= 15 and 290 theorems =

On when an integer positive definite quadratic form represents all positive integers

In mathematics, the 15 theorem or Conway–Schneeberger Fifteen Theorem, proved by John H. Conway and W. A. Schneeberger in 1993, states that if a positive definite quadratic form arising from an integer matrix represents all positive integers up to 15, then it represents all positive integers.
Conway and Schneeberger chose not to publish their proof because Manjul Bhargava found a simpler proof, published in 2000.

Conway conjectured an analogous statement for integral quadratic forms, with the constant 15 replaced by 290.
Bhargava and Jonathan Hanke have a 2011 preprint
with a proof of this "290 conjecture", but as of 2026 it has not been published, and the code containing the computations needed for the proof is no longer available at the URL listed in their preprint.

== Details ==

Suppose $Q_{ij}$ is a symmetric matrix with real entries. For any vector $x$ with integer components, define

$Q(x) = x^t Q x = \sum_{i,j} x_i Q_{ij} x_j$

This function is called a quadratic form. We say $Q$ is positive definite if $Q(x) > 0$ whenever $x \ne 0$. If $Q(x)$ is always an integer, we call the function $Q$ an integral quadratic form.

We get an integral quadratic form whenever the matrix entries $Q_{ij}$ are integers; then $Q$ is said to have integer matrix. However, $Q$ will still be an integral quadratic form if the off-diagonal entries $Q_{ij}$ are integers divided by 2, while the diagonal entries are integers. For example, x^{2} + xy + y^{2} is integral but does not have integral matrix.

A positive integral quadratic form taking all positive integers as values is called universal. The 15 theorem says that a quadratic form with integer matrix is universal if it takes the numbers from 1 to 15 as values. A more precise version says that, if a positive definite quadratic form with integral matrix takes the values 1, 2, 3, 5, 6, 7, 10, 14, 15 , then it takes all positive integers as values. Moreover, for each of these 9 numbers, there is such a quadratic form taking all other positive integers except for this number as values. If follows that none of the 9 numbers can be removed from the set.

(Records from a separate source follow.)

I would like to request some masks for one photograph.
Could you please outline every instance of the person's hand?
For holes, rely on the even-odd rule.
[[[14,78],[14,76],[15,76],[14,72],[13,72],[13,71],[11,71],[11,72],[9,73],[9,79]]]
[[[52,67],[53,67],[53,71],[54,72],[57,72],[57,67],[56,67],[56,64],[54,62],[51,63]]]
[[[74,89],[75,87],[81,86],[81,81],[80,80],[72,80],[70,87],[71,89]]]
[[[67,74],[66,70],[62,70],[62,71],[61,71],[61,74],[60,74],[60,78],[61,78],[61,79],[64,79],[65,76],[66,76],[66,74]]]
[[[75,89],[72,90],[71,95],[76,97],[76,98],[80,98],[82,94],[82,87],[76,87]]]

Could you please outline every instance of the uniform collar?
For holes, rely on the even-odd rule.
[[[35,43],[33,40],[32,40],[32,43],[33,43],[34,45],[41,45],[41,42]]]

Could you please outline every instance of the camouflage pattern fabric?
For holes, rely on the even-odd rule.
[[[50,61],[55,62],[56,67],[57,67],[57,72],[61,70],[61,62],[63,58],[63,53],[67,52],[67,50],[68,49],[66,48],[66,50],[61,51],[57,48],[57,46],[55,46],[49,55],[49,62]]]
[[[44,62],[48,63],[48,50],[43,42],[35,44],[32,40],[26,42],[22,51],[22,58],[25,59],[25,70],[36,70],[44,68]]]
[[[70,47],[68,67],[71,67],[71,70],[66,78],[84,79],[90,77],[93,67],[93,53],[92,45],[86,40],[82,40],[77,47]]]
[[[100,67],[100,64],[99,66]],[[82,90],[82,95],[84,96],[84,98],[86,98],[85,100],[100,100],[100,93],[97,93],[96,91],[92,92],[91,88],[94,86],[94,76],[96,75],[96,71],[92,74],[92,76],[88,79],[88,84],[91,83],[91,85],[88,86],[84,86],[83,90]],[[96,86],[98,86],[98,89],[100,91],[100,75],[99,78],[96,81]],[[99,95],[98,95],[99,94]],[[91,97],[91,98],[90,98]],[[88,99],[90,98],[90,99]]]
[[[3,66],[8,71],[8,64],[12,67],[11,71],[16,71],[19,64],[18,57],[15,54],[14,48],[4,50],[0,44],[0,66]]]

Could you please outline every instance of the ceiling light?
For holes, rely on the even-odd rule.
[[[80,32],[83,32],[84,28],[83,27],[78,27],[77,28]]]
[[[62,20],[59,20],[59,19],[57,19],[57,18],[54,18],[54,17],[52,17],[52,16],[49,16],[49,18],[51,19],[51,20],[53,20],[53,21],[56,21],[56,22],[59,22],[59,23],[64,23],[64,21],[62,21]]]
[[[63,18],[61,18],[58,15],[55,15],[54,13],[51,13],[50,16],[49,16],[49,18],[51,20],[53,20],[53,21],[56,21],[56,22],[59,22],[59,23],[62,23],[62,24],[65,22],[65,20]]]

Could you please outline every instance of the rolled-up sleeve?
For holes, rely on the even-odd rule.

For example, the quadratic form

$w^2 + x^2 + y^2 + z^2$

is universal, because every positive integer can be written as a sum of 4 squares, by Lagrange's four-square theorem. By the 15 theorem, to verify this, it is sufficient to check that every positive integer up to 15 is a sum of 4 squares. (This does not give an alternative proof of Lagrange's theorem, because Lagrange's theorem is used in the proof of the 15 theorem.)

On the other hand,

$w^2 + 2x^2 + 5y^2 + 5z^2,$

is a positive definite quadratic form with integral matrix that takes as values all positive integers other than 15.

The 290 theorem says a positive definite integral quadratic form is universal if it takes the numbers from 1 to 290 as values. A more precise version states that, if an integer valued integral quadratic form represents all the numbers 1, 2, 3, 5, 6, 7, 10, 13, 14, 15, 17, 19, 21, 22, 23, 26, 29, 30, 31, 34, 35, 37, 42, 58, 93, 110, 145, 203, 290 , then it represents all positive integers, and for each of these 29 numbers, there is such a quadratic form representing all other positive integers with the exception of this one number.

Bhargava has found analogous criteria for a quadratic form with integral matrix to represent all primes (the set {2, 3, 5, 7, 11, 13, 17, 19, 23, 29, 31, 37, 41, 43, 47, 67, 73} ) and for such a quadratic form to represent all positive odd integers (the set {1, 3, 5, 7, 11, 15, 33} ).